I myself agree with Fiyenyaa, for probably the first time ever, on this issue. The body means nothing to me once it has been vacated. It is a derelict house which is no longer inhabited, and whose owner, now moved to the sunny coast, can not even mow the lawn anymore. The neighbours certainly don't want to provide upkeep for an abode that is no longer lived in. My own conscience tells me that the best place for dead bodies is outer space. There are literally uncounted trillions of miles extending nearly ad infinitum. Atheists can shove the bodies of their atheist friends into huge ice containers (so they don't rot and smell bad), then rocket off shuttle-loads of those containers at a time, releasing them somewhere past the Moon. Earth's cemeteries won't hold all the useless corpses forever, after all.

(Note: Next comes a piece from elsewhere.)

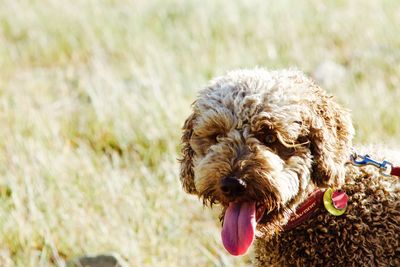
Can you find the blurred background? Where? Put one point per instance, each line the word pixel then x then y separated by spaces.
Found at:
pixel 93 95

"Pauci viri sapientiae student."
Cicero
I don't understand the source of your confusion, my friend. The number can only move forward from seven billion as we progress in food and service technology. We simply don't have enough grave space for billions of human beings after a while. Even if the bodies decompose and are eventually dug up to be replaced with fresh meat, the gravestones will probably have to remain in place for families to respect. I say we just make a huge list of everyone who's died and update it every day, sending the bodies beyond Jupiter.
Well, I'm sure that any corpseloads we send out into space would eventually be captured in the Sun's gravity before they hit the Kuiper Belt. Wouldn't it be hilarious if a corpseshuttle orbits in the Oort Cloud for hundreds of years, then somehow pulls itself back to Earth and happens to land on the first Global Government signing ceremony? That would be so nice...
"Pauci viri sapientiae student."
Cicero
Are the only two options burial or send the bodies into outer space?
The new thing (anyway) is grave space is rented for 75 years. But even before that it is quite likely that the grave stone will become illegible, pointless and removed anyway.
Cremation is also becoming more popular.
Once I saw a viking funeral with a long-boat built by the deceased. That was pretty spectacular.
I admire the sentiment of your proposal, I'm just not convinced of its neccessity or feasibility.
Except that a chip of paint, travelling through space, can seriously damage artificial satellites and spaceships. Space junk is already increasingly a problem, bodies would just be dangerous.